Wednesday, August 27, 2008

Lazy sun?


As a radio amateur I've been following the sunspots cycles nearly my whole life. And I very soon found that there is a kind of correlation with sunspot activity and the weather on earth. Sunspots are the source of massive eruptions on the surface of the sun and those electrically charged particles bombardes the earth, causes Aurora at both poles, stirs up the upper part of the ionosphere and thermosphere, distorts the magnetic field of the earth and thus influencing the dynamics in the atmosphere and oceans.
This is not in any way increasing (or decreasing) the mean temperature of the globe but it influences the distribution of warm and cold masses of air, especially in the area between the tropics and the poles where the sun never hits zenith.
There is a slight delay of one year or so because of the thermal capacity of the atmosphere, oceans and earth's crust down to some few meters but usually when the sunspot activity is high, we have warm summers and relatively mild winters but with great dynamics especially at winters, weather changing from very cold to snowstorms and mild weather within some few days and from prolonged periodes with sunny and warm weather changing into thunderstorms and rain in the summer here up in the northern Europe.
When the sunspot activity is low, we have cold and rainy summers with a constant travel of low pressure from the North Atlantic, only some few warm days and sunshine, it is more like spring transmogrifying into a prolonged autumn followed by a long and cold winter culminating in very low temperatures some two or three weeks in the end of January, beginning of February.
The last sunspot cycle ended last year and now there has been virtually no real sunspot activity for the last few months as stated in the article linked to in the header of this blog.
The sunspot activity is fluctuating in cycles of 10 to 12 years with a mean value of 11 years.
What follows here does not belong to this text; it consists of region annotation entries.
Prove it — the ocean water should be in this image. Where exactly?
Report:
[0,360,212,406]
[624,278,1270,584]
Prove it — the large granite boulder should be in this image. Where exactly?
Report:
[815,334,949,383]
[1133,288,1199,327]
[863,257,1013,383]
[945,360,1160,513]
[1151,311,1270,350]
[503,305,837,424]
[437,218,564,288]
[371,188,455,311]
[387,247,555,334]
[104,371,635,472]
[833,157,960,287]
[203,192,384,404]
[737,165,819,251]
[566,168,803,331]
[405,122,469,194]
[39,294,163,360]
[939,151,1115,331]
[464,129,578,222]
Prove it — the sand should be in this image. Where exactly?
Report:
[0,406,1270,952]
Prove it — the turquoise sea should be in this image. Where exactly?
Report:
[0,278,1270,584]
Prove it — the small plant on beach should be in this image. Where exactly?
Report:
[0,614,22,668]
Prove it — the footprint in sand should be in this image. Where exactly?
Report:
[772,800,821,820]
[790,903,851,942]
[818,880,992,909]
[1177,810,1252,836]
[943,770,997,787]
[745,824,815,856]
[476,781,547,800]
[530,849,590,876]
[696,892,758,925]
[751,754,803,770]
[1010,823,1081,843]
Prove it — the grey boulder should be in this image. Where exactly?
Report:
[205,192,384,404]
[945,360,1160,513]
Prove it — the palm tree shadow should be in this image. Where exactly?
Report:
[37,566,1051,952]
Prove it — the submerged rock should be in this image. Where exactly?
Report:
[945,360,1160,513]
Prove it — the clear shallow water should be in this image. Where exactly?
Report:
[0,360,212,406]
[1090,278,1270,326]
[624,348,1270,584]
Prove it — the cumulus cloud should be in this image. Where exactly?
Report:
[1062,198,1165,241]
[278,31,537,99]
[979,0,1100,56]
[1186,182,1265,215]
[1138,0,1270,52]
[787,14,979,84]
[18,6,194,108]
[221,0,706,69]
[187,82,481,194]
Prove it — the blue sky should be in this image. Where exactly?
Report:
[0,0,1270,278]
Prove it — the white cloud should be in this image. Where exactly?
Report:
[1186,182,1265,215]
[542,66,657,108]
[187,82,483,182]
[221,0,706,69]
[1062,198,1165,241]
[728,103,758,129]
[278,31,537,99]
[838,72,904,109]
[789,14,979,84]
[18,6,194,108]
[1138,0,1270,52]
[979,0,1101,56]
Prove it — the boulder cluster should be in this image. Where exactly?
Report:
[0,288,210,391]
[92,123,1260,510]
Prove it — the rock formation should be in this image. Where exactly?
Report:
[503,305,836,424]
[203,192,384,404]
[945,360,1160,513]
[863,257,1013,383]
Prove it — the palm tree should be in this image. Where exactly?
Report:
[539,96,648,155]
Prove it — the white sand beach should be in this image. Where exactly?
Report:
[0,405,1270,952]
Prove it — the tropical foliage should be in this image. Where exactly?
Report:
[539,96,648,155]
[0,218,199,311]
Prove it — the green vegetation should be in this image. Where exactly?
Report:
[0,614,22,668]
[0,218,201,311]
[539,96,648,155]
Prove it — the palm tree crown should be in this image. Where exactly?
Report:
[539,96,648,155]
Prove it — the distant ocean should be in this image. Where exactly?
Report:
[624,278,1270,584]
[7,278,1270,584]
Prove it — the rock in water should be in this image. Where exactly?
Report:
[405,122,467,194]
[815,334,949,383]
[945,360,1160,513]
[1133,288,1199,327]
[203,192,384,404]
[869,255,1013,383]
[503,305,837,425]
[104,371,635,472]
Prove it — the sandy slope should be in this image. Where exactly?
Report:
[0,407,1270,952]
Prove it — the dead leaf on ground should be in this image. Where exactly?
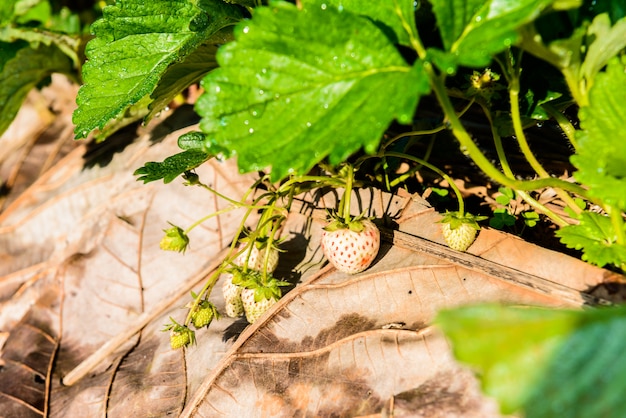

On top of this we have a "minimum of minimum" cycle of 21 - 22 years and we are now in the midst of such a superminimum.
I can still remember the summer of 1965 and winter of 1966 as the worst and coldest in my youth and the summer of 1986, the winter of 1987 and summer of 1987 as very cold here. The denominator of these events was a similar lack of sunspot activity the very same or preceeding year.
So I cannot be very wrong if I predict a winter colder than normal and a shitty summer to follow....
This summer might be remembered as warm and dry compared to what is ahead of us here up north...
I hope I'm wrong and I hope that the sun will wake up into the next sunspot cycle very soon now.